In [1]:
import os
import h5py
import shutil
import numpy as np

from pathlib import Path
from utils import phi_shift_and_flipping

MAX_CONSTI = {
    'Jet': 50,
    'Tower': 250,
    'Track': 150,
    'Photon': 2,
}

# Split SR (VBF) and BR (GGF) samples 

In [2]:
def get_dataset_keys(f):
    keys = []
    f.visit(lambda key : keys.append(key) if isinstance(f[key], h5py.Dataset) else None)
    return keys

def create_dataset(f, nevent, MAX_CONSTI):

    f.create_dataset('J1/mask', (nevent, MAX_CONSTI['Jet']), maxshape=(None, MAX_CONSTI['Jet']), dtype='|b1')
    f.create_dataset('J1/pt', (nevent, MAX_CONSTI['Jet']), maxshape=(None, MAX_CONSTI['Jet']), dtype='<f4')
    f.create_dataset('J1/eta', (nevent, MAX_CONSTI['Jet']), maxshape=(None, MAX_CONSTI['Jet']), dtype='<f4')
    f.create_dataset('J1/phi', (nevent, MAX_CONSTI['Jet']), maxshape=(None, MAX_CONSTI['Jet']), dtype='<f4')
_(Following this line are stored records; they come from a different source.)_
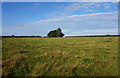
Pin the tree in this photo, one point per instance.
(55, 33)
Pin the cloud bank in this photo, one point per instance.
(75, 25)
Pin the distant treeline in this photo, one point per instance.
(70, 36)
(21, 36)
(96, 36)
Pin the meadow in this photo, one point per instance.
(69, 56)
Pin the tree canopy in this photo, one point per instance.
(55, 33)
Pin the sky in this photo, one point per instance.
(74, 18)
    f.create_dataset('J2/mask', (nevent, MAX_CONSTI['Jet']), maxshape=(None, MAX_CONSTI['Jet']), dtype='|b1')
    f.create_dataset('J2/pt', (nevent, MAX_CONSTI['Jet']), maxshape=(None, MAX_CONSTI['Jet']), dtype='<f4')
    f.create_dataset('J2/eta', (nevent, MAX_CONSTI['Jet']), maxshape=(None, MAX_CONSTI['Jet']), dtype='<f4')
    f.create_dataset('J2/phi', (nevent, MAX_CONSTI['Jet']), maxshape=(None, MAX_CONSTI['Jet']), dtype='<f4')
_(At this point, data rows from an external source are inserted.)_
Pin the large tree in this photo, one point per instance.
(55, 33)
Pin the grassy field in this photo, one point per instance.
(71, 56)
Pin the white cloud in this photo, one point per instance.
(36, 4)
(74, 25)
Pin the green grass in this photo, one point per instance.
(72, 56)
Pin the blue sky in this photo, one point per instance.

    f.create_dataset('TOWER/mask', (nevent, MAX_CONSTI['Tower']), maxshape=(None, MAX_CONSTI['Tower']), dtype='|b1')
    f.create_dataset('TOWER/pt', (nevent, MAX_CONSTI['Tower']), maxshape=(None, MAX_CONSTI['Tower']), dtype='<f4')
    f.create_dataset('TOWER/eta', (nevent, MAX_CONSTI['Tower']), maxshape=(None, MAX_CONSTI['Tower']), dtype='<f4')
    f.create_dataset('TOWER/phi', (nevent, MAX_CONSTI['Tower']), maxshape=(None, MAX_CONSTI['Tower']), dtype='<f4')

    f.create_dataset('TRACK/mask', (nevent, MAX_CONSTI['Track']), maxshape=(None, MAX_CONSTI['Track']), dtype='|b1')
    f.create_dataset('TRACK/pt', (nevent, MAX_CONSTI['Track']), maxshape=(None, MAX_CONSTI['Track']), dtype='<f4')
    f.create_dataset('TRACK/eta', (nevent, MAX_CONSTI['Track']), maxshape=(None, MAX_CONSTI['Track']), dtype='<f4')
    f.create_dataset('TRACK/phi', (nevent, MAX_CONSTI['Track']), maxshape=(None, MAX_CONSTI['Track']), dtype='<f4')

    f.create_dataset('PHOTON/pt', (nevent, MAX_CONSTI['Photon']), maxshape=(None, MAX_CONSTI['Photon']), dtype='<f4')
    f.create_dataset('PHOTON/eta', (nevent, MAX_CONSTI['Photon']), maxshape=(None, MAX_CONSTI['Photon']), dtype='<f4')
    f.create_dataset('PHOTON/phi', (nevent, MAX_CONSTI['Photon']), maxshape=(None, MAX_CONSTI['Photon']), dtype='<f4')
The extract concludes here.